Clemson University recently developed a Transcendental Meditation course, offered to students, health professionals, faculty and the general public. This tuition-based course is offered in the winter and spring at the Joseph F. Sullivan Center. Transcendental Meditation is the practice of sitting quietly and comfortably for 15–20 minutes a day, twice a day. Upon completion of the program, participants will be equipped to practice independently in order to develop increased clarity and focus, as well as experience a decrease in anxiety, depression and stress.

3. Lotus Meditation Center

University of North Dakota

Grand Forks, ND



The Lotus Meditation Center is a sacred space where students, faculty, staff and the general public can experience peace and quiet. This inclusive space welcomes members of any faith traditions, as well as those that do not identify with any religious tradition. Individual meditation is available, as well as group instruction, lectures and retreats. While some of the group exercises may be religious in nature, no proselytizing or conversion efforts are allowed. Groups can reserve the center for their own purposes as well.
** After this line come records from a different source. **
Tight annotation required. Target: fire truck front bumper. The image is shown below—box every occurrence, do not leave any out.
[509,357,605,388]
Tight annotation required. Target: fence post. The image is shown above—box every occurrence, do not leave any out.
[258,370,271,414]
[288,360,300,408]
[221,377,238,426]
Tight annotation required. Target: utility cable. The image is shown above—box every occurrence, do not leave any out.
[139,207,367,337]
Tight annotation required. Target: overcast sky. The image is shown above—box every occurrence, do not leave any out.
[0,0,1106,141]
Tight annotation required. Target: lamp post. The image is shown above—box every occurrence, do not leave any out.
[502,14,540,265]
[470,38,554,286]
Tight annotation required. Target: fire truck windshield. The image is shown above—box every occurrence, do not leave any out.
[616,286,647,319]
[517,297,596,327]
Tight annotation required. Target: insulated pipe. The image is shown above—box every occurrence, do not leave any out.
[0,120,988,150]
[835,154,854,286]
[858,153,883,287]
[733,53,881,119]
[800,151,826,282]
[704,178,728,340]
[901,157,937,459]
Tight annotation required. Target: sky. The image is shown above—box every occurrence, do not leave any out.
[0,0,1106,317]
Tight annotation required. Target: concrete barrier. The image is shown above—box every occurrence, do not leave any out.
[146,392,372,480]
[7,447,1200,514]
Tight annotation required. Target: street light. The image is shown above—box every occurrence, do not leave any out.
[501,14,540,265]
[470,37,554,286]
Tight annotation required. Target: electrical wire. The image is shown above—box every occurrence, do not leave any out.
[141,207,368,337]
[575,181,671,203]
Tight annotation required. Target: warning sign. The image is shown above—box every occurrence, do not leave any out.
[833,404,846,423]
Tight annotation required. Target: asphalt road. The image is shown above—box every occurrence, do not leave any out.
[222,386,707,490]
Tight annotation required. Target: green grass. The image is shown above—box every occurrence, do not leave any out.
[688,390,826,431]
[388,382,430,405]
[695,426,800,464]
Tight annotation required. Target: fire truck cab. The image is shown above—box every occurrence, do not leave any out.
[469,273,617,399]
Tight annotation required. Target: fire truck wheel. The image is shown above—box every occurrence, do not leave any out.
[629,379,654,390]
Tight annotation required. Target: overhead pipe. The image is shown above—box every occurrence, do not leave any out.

2. Center for the Study of Health, Religion and Spirituality

Indiana State University

Terre Haute, IN



The Mindfulness Meditation Research Program has been lead for the past 20 years by Dr. Jean Kristeller. She has received nearly $2 million in federal grant money to study the effects of mindful meditation on binge eating and eating disorders. With multiple publications on the benefits of meditation, Dr. Kristeller is leading the nation’s research on the effects of meditation. The center also hosts an addictions and spirituality conference, as well as public instruction, conferences and practices.

1. Global Center for Academic and Spiritual Life

New York University

New York, NY



The Global Center for Academic and Spiritual Life offers a small place for silent reflection, prayer or meditation every day from 9:30 AM until 9:00 PM. In addition, group meditation is offered every Monday and Tuesday evening from 7:00-8:00 PM. In addition, the university offers meditation instructions and podcasts available for free download on its website.

There are several colleges leading the way in meditation for mental health in the United States. The above 30 programs each have a slightly different focus. Some are specific to a particular tradition or religion, while others are inclusive. Some programs are available free to any student, staff or faculty while others are mandatory, and yet others allow the general public to also attend. Some are instructional in nature while others allow independent exploration. Regardless of the purpose or structure, however, these institutions have taken current research into the benefits of meditation and used those findings to provide unique opportunities for students and others close to the university.